LICHEN: Mary Anne Barkhouse & Michael Belmore
Review of Toronto Sculpture Garden installation by Harold Alegria-Ortiz
What will happen when the secret corners of the forest are heavy with the scent of many men and the view of the ripe hills is blotted by talking wires?
- Chief Seattle
Since the earliest human settlements both animals and humans have
negotiated overlapping territories where their resourcefulness, resilience
and ingenuity have been put to the test. In the last two centuries, the
accidental and constant expansion of industrial-based productive cycles has
caused the displacement or disappearance of entire ecosystems.
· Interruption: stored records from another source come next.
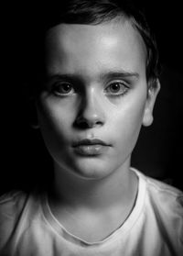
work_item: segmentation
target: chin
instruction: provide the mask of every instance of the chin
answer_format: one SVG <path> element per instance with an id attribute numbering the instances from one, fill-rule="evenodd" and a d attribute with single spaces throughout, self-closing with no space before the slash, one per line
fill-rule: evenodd
<path id="1" fill-rule="evenodd" d="M 109 164 L 102 161 L 88 161 L 85 162 L 80 162 L 76 164 L 74 174 L 84 180 L 101 180 L 113 172 L 113 168 L 110 168 Z"/>

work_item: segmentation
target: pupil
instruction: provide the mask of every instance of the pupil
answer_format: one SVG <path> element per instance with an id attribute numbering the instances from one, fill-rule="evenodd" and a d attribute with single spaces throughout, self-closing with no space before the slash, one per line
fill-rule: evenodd
<path id="1" fill-rule="evenodd" d="M 112 84 L 112 90 L 113 91 L 118 91 L 119 90 L 119 84 L 118 83 Z"/>
<path id="2" fill-rule="evenodd" d="M 62 85 L 63 91 L 69 92 L 70 90 L 70 86 L 68 83 Z"/>

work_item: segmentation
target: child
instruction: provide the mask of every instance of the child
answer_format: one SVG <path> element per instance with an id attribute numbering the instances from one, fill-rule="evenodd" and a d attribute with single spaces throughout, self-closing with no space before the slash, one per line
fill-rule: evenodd
<path id="1" fill-rule="evenodd" d="M 130 167 L 160 88 L 144 16 L 128 1 L 51 8 L 35 102 L 54 179 L 1 197 L 0 255 L 182 255 L 182 193 Z"/>

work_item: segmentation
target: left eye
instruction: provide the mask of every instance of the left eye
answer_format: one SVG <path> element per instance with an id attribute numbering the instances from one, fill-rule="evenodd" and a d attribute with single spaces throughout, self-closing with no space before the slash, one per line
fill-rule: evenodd
<path id="1" fill-rule="evenodd" d="M 108 85 L 105 91 L 110 95 L 120 95 L 128 91 L 128 86 L 121 82 L 115 82 Z"/>
<path id="2" fill-rule="evenodd" d="M 74 89 L 70 83 L 59 82 L 54 84 L 53 92 L 57 95 L 69 95 L 74 93 Z"/>

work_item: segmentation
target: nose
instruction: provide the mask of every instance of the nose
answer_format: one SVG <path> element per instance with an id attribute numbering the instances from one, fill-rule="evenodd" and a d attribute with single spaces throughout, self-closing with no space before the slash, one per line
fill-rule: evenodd
<path id="1" fill-rule="evenodd" d="M 102 127 L 105 122 L 105 113 L 102 99 L 93 91 L 83 95 L 75 124 L 80 128 Z"/>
Under the
aegis of progress, the present generation will be left to face the daunting
prospect of a future where humankind will dominate over a bestiary of
extinct species, with only a few scavengers, feral dogs, pets, pests and
guinea pigs saved from extinction.
The Toronto Sculpture Garden installation by artists Mary Anne Barkhouse
and Michael Belmore consists of a family of wolves cast in bronze and a bus
shelter. The shelter has no salient feature other than a blown-up black &
white backlit image of a raven perched on a bare trunk. To complete this
narrative, a delicate pencil drawing of a clear cut forest is placed at eye
level and reflected at the back of the bus shelter .
The installation bears an ominous reference to the constant expansion of
scavenger and predator species, humans and the encroachment of civilization
upon the world's last tracts of wilderness. It also plays with the notion
of a reversed occupancy. The animals are occupants intruding into the urban
environment and effecting the human ecosystem. A converse subjectivity that
privileges us with the beast's intrusion within our tame environments,
forces us to ponder how easy would it be to coexist with the wild on its
own terms; to hang around a pack of wolves for whom killing is the only
assurance of survival . The reversal of roles leaves no doubt as to what
humans have achieved with their own value system, in a city where tooth and
claw could easily translate into business as usual.
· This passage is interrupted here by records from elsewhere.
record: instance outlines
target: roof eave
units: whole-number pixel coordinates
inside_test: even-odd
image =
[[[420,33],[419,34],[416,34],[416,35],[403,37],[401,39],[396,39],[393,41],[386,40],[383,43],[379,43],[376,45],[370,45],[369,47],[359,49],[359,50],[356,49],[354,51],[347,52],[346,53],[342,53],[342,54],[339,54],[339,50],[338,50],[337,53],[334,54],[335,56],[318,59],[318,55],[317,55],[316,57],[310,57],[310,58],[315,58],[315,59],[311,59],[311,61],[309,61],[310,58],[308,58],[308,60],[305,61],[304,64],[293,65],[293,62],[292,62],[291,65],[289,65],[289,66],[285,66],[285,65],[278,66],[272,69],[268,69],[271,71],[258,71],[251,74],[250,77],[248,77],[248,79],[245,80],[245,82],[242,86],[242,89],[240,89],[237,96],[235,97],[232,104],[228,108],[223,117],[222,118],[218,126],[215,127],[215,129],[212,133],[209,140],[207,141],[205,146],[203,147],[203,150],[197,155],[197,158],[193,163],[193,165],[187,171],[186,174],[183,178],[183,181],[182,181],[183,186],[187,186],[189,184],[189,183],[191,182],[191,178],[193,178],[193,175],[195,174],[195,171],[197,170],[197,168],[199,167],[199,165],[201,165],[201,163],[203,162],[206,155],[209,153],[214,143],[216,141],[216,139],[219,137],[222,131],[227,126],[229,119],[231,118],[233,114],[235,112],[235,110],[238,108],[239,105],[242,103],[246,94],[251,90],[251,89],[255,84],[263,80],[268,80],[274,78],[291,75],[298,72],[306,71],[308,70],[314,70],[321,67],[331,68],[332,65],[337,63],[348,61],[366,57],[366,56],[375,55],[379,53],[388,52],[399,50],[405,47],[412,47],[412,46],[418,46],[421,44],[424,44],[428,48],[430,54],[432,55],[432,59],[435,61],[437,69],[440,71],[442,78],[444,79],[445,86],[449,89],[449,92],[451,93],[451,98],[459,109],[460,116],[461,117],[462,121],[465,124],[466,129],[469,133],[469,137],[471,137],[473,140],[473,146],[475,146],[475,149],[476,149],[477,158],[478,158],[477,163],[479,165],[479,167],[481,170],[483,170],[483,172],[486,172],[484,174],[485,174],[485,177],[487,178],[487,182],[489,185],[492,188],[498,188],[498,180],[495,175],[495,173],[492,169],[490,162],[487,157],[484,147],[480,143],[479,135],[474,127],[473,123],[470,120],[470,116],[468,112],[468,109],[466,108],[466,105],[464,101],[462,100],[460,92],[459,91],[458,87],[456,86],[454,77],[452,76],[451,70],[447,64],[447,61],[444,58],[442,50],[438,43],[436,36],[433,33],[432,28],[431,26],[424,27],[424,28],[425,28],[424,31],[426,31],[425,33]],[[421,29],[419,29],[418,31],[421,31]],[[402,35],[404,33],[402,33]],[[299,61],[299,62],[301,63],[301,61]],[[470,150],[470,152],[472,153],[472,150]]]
The first disconcerting feature of the site is however not the predatory
instincts of wolves poeticized in contemplative poses such as sitting
attentively, laying curled up or looking up to the belfry with dignified
hieraticism. What is the most evident is the austerity and rigour with
which Barkhouse and Belmore have taken from the black omen, laisser-faire
capitalism has cast upon nature, and turned it around. Reclaiming it as a
spell against our own complacency . The work compels us to re-contextualize
our surroundings, not only that of the affluent front street but of
urbanity with all it's contradictions.
Instead of the typically colourful cosmetic ad campaign, Belmore supports a
pesimistic warning. Borrowing the conventions from advertising, he makes
use of pure semiotical content, Belmore's raven averts the facile dismissal
of environmental doom by corporate demagogues and their political lap dogs.
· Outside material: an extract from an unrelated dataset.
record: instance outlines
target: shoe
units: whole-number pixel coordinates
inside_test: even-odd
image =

It invites us to chase the evidence of destruction and senseless
exploitation represented in the drawing at the back of the shelter.
Echoing the aboriginal myth of the bird who stole the light from the gods
and brought it to mankind, the large scale luminous image of the raven
leads us to explore the ominous prospect of extinction: ours and those
beings that share the planet with us.
Shelter, refuge, forests settlements, all the elements of survival, are
just some of the themes integrated in Barkhouse's and Belmore's narrative.
Their preoccupation with the animal world is a preoccupation with the idea
of displacement. The drawing of a clearcut forest alludes to the very
experience of ex-patriation and extinction.The image of such a desolate
place reminds us of the forces that operate within society to effect such
constraints upon the natural world can be identified as the same ones that
conditioned the wolves to prey on deer. Our tools and technology have
unfortunately magnified the scale of the operation and its impact to
unprecedented destructive proportions.